Face recognition is used in many scenarios beyond social media such as security systems, mobile phones unlocking, smart advertising and attendance marking systems.

  • Visual Search

Visual search engines like Google Images, Yahoo Image Search can retrieve images based on a provided image instead of keywords. Applications like Google Lens use computer vision to provide detailed information about a given image.

  • Tesla Autopilot

Tesla Autopilot is an advanced driver assistance system introduced by Tesla. In there, they perform semantic segmentation, object detection, and monocular depth estimation to the row input obtained from cameras and use them to control the car. Thanks to this, the cars can adjust their speed depending on traffic conditions, brake when approaching obstacles, maintain or change lanes, take a fork in the road, and park smoothly.

Simple Exercise to try out: YOLO

YOLO, (You Only Look Once) is a highly accurate and fast object detection technology you can use easily. It applies a neural network to the entire image and divides the image into regions to predict the objects in it and their bounding boxes. Let’s try out a simple exercise with YOLO-V3 object detector to get a hands-on experience on object detection.

For simplicity, we are using an available pre-trained model to identify objects without training our image.

Since this involves machine learning and deep learning, an environment with high GPU power is required. You can use Google Collaboratory or your machine with Linux OS to try out the following example.

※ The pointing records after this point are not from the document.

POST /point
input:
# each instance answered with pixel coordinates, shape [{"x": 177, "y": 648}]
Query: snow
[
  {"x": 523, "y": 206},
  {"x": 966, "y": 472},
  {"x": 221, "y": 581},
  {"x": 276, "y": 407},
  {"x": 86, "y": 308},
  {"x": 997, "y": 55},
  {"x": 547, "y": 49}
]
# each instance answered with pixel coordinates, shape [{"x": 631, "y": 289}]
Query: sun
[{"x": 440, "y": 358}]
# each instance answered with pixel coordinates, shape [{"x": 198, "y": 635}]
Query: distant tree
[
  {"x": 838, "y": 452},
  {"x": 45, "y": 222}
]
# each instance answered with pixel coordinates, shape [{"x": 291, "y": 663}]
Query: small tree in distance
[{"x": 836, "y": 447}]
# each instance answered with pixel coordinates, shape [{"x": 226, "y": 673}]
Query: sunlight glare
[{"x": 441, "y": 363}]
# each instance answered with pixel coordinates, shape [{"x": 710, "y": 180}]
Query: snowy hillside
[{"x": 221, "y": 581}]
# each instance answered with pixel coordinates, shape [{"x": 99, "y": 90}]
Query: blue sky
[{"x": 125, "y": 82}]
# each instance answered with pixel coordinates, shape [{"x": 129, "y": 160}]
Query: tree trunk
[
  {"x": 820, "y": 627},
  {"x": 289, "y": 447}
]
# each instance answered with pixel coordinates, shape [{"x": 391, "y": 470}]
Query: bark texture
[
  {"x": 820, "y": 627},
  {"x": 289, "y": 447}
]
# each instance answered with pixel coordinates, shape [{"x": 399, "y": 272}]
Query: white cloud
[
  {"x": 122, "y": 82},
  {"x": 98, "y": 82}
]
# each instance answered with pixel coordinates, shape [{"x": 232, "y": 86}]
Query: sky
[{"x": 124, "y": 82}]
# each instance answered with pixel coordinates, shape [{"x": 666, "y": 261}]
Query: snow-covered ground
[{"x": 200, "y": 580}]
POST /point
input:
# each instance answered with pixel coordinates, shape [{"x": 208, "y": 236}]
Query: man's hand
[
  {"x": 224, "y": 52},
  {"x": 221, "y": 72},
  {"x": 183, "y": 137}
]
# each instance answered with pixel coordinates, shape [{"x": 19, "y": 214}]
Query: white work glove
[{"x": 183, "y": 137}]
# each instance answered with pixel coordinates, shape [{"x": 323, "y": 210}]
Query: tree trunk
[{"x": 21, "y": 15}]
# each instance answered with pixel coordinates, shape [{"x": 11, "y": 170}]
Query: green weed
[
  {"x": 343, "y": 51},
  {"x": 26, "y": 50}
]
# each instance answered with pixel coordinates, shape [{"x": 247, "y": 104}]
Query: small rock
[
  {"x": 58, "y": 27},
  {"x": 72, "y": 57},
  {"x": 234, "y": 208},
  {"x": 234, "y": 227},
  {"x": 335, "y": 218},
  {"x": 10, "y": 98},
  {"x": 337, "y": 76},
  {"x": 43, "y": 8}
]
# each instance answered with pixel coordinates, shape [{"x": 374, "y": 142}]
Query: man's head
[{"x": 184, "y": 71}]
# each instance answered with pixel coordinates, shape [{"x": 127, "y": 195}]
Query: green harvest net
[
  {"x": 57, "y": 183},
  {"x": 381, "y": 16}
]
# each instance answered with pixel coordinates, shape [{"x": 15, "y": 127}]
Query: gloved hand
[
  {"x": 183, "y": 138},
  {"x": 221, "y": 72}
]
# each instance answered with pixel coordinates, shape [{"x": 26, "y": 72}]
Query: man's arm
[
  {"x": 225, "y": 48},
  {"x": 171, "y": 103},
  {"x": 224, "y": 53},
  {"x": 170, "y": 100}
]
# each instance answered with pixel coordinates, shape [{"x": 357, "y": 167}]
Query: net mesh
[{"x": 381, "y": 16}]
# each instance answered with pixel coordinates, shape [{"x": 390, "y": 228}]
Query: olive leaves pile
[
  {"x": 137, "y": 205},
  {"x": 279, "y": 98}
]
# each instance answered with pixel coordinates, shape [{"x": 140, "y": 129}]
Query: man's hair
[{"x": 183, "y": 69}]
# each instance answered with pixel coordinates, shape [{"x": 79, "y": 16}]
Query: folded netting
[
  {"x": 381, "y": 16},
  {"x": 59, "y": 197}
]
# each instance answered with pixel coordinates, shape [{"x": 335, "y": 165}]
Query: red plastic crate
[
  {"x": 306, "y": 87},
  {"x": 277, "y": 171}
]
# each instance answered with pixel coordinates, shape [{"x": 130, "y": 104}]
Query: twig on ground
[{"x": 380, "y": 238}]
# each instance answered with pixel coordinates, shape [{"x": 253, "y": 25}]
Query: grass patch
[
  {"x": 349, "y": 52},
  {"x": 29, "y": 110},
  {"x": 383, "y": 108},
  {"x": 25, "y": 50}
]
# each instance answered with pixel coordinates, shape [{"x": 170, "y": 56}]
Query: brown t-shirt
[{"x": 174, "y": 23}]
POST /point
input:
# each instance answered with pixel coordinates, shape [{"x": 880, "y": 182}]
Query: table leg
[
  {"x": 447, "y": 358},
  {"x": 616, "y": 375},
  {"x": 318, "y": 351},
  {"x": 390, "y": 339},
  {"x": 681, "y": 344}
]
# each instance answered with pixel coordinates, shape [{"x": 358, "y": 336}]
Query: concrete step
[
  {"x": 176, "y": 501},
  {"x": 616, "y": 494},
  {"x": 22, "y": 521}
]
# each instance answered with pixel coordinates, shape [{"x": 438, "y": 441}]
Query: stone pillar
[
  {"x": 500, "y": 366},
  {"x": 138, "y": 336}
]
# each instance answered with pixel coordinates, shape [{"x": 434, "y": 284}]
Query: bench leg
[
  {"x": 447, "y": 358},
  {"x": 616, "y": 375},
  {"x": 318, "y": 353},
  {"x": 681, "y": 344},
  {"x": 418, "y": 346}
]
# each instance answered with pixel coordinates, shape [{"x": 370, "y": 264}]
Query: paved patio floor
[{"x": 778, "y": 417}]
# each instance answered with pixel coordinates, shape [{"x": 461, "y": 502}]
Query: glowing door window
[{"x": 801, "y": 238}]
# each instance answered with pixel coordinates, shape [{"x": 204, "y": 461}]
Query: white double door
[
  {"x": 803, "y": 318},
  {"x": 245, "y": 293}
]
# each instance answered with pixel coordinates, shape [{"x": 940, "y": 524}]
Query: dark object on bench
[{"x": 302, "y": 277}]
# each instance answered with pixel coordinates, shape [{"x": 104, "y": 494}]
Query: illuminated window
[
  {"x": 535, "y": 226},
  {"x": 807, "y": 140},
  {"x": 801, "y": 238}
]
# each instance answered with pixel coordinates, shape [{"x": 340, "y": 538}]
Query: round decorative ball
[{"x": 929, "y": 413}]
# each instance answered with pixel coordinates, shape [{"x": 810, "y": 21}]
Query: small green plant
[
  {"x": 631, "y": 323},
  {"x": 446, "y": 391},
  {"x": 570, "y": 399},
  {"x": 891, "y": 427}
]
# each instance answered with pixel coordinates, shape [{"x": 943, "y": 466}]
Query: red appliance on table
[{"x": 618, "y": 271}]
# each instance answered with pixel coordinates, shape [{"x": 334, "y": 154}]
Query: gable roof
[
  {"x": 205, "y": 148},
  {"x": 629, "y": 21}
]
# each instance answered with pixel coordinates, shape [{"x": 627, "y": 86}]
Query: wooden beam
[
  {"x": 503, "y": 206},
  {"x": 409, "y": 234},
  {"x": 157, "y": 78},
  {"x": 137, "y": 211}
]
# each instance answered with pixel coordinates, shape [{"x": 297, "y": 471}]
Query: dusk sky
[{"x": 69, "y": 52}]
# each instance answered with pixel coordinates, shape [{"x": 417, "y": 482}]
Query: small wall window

  1. First You should have OpenCV, CUDA Installed in your environment.

  2. Then install Darknet
    git clone
    cd darknet
  3. For this exercise, let’s use an available pre-trained model which was trained on the ImageNet dataset. Download the weight file of the model.
    wget -O ~/darknet/darknet53.conv.74
  4. The following commands will detect objects from an image and gives out the predicted output with confidence scores and boundary boxes. This output Picture would be saved as predictions.jpg by default.
    !./darknet detect cfg/yolov3.cfg yolov3.weights <Image_Path>
  5. To use in a real-time video stream, (If you are using Google Collaboratory, first grant access to the web camera)
    ./darknet detector demo cfg/ cfg/yolov3.cfg yolov3.weights

Simple as that!

The above-used model is trained to identify 80 objects. (The list can be found in obj.names file)

You can use your dataset and train new models to detect any object you want. Additional Details can be found here.


The world is undergoing a deep digital transformation and computer vision plays an important role in it. But, despite all the technological advancements, the field of computer vision has many unsolved areas. Besides, one should give special consideration to ethical and privacy violations when using these technologies.